# Loading for Canfield swap, pics of bikes and junk I'm taking.



## HEMI426 (Apr 20, 2022)

Canfield, OH. Swap Meet Apr. 29th - May 1st. Here are some pic's of the bikes and junk I'm taking. I'm in spaces 764 & 765. The bikes start at $100 and up. After ML run over to Canfield.


----------



## HEMI426 (Apr 20, 2022)

Some more pics.


----------



## Lonestar (Apr 20, 2022)

Wow! I wish I was going...you have some GREAT items, I really like your stuff!
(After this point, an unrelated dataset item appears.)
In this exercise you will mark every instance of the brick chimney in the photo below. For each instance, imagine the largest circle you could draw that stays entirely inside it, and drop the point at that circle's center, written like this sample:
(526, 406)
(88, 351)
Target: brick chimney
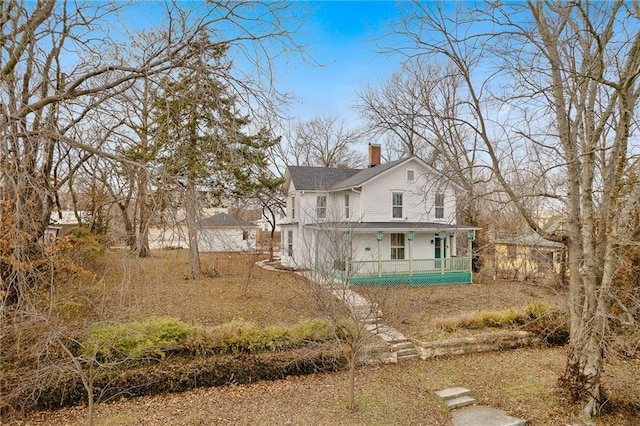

I'm sure you'll make out like a bandit come swap time... 👍


----------



## HEMI426 (Apr 20, 2022)

My problem is I will buy almost as much as I sell its a great swapmeet.


----------



## catfish (Apr 20, 2022)

Nice stuff!


----------



## Lonestar (Apr 20, 2022)

HEMI426 said:


> My problem is I will buy almost as much as I sell its a great swapmeet.



I know the feeling! Good luck, Buddy


----------



## HEMI426 (Apr 20, 2022)

A few more pics.


----------



## Lonestar (Apr 20, 2022)

...you're killin' me...


----------



## JOEL (Apr 20, 2022)

Well I hope you stop at Memory Lane first... What's the story on that belt drive Mercury?


----------



## Junkman Bob (Apr 20, 2022)

Nice loads … what state is this swap in by chance … Great pics Hemi 👍🇺🇸


----------



## HEMI426 (Apr 20, 2022)

Canfield, Ohio. The belt drive is homemade I think and it's $200.


----------



## bicyclebuff (Apr 20, 2022)

I think its canfield Ohio,good swap


----------



## HEMI426 (Apr 20, 2022)

2 to 3K vendor's, 40 to 50K spectators on Sat. I'm going for 5 days. Google it (Dave & Ed's auto events)


----------



## HEMI426 (Apr 21, 2022)

Now the weather forecast isn't looking to warm for sleeping in the van, this weekend 80s next weekend 40s. Old thin blood dosen't like 40s, better bring a heater and more clothes.


----------



## bicyclebuff (Apr 21, 2022)

Hemi 426, Whats your vender number? thank you


----------



## HEMI426 (Apr 21, 2022)

Spaces 764 & 765


----------



## bicyclebuff (Apr 21, 2022)

Cool see you there


----------



## razinhellcustomz (Apr 23, 2022)

Junkman Bob said:


> Nice loads … what state is this swap in by chance … Great pics Hemi 👍🇺🇸



OHIO Bob......


----------



## razinhellcustomz (Apr 23, 2022)

HEMI426 said:


> Now the weather forecast isn't looking to warm for sleeping in the van, this weekend 80s next weekend 40s. Old thin blood dosen't like 40s, better bring a heater and more clothes.



Better bring your Buffalo hides....


----------



## Wheeler/Dealer (Apr 28, 2022)

PM Message sent on the '36 Chevy Grille.


----------